Pourquoi? Notre unique réacteur nucléaire, Gentilly-2, est sur le point
d’atteindre la fin de sa vie utile et Hydro-Québec entend dépenser 1,2
milliard de dollars pour le rénover. Du coup, on est bon pour un autre
débat: doit-on garder le nucléaire au Québec, ou s’en débarrasser une
fois pour toutes?
À l’émission de Marie-France Bazzo, Il va y avoir du sport, on débattait ferme l’autre soir: "Pour ou contre l’énergie nucléaire?". Du côté des "pour", un vulgarisateur scientifique dont le nom m’échappe minimisait la dangerosité réelle des rejets radioactifs d’une centrale nucléaire. Il précisait qu’après seulement 500 ans, les déchets avaient suffisamment perdu de leur radioactivité pour que l’on n’ait plus besoin de les conserver dans des structures blindées...
500 ans? Hé, les amis! Il y a 500 ans, Jacques Cartier était probablement plus préoccupé par son acné juvénile que par d'éventuelles escapades maritimes jusqu'au Nouveau Monde!

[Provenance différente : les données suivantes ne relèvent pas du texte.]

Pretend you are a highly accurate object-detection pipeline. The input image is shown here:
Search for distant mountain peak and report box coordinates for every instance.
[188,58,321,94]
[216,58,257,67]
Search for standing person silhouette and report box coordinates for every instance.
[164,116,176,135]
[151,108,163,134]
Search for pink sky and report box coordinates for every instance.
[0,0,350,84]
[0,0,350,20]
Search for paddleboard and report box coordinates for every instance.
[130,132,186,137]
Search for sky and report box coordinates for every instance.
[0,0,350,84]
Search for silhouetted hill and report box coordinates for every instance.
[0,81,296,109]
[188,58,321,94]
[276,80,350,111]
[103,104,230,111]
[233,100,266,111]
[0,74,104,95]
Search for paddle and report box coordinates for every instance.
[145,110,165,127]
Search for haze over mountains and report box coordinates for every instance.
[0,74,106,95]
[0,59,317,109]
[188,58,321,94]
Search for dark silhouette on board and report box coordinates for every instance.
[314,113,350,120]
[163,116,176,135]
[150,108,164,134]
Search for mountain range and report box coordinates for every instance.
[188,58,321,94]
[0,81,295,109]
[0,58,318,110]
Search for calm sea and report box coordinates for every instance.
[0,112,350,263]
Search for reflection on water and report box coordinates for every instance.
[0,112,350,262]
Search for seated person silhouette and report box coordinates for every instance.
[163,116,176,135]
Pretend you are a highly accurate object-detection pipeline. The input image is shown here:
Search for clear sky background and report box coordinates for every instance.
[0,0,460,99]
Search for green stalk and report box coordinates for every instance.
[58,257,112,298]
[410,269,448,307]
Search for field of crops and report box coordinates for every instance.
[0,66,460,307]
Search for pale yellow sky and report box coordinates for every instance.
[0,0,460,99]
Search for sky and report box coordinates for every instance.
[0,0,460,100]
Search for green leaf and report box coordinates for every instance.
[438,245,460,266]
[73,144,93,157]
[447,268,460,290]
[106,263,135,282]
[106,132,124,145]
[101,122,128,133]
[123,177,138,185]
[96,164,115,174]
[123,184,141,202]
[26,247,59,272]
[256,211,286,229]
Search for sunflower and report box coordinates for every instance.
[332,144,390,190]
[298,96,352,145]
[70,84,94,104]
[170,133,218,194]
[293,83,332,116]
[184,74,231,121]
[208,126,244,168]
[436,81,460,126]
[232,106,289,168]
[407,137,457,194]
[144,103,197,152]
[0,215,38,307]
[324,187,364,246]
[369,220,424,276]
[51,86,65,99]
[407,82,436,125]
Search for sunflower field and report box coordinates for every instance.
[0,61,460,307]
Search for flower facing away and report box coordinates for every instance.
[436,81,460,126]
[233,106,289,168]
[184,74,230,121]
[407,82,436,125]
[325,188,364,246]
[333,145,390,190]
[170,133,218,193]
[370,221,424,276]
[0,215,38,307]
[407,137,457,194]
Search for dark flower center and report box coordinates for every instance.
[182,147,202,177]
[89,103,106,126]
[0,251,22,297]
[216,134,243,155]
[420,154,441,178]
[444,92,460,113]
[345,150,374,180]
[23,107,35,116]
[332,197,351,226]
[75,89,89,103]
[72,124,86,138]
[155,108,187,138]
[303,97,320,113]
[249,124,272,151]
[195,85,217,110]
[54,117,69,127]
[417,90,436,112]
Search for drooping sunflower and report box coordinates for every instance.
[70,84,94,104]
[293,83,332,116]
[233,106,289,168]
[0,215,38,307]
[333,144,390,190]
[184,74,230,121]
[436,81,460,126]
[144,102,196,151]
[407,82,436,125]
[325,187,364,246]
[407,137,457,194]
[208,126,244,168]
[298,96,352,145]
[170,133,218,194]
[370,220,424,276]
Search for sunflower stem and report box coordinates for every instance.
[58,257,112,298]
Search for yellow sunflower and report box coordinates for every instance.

Il s'est quand même passé deux ou trois trucs au Québec depuis 500 ans, à commencer par l'arrivée des premiers colons et la naissance de la société québécoise telle que nous la connaissons aujourd'hui!
À ce que je sache, les autochtones qui peuplaient les terres du Québec il y a 500 ans ne nous ont pas laissé de déchets qui, aujourd’hui, pourraient être considérés comme suffisamment sécuritaires pour que l’on puisse les sortir de leur coffrage blindé!
Je le répète, il peut se passer deux ou trois trucs incontrôlables en 500 ans d'Histoire humaine. Mes enfants, petits-enfants et arrières-petits-enfants feront bien ce qu'ils veulent de leur passage sur Terre, mais je n'ai certainement pas envie qu'ils héritent de la tâche ingrate de gérer nos déchets nucléaires, avec tout les emmerdements que cela peut impliquer.
Rien qu'à y penser, j’éprouve un profond malaise. Pas vous?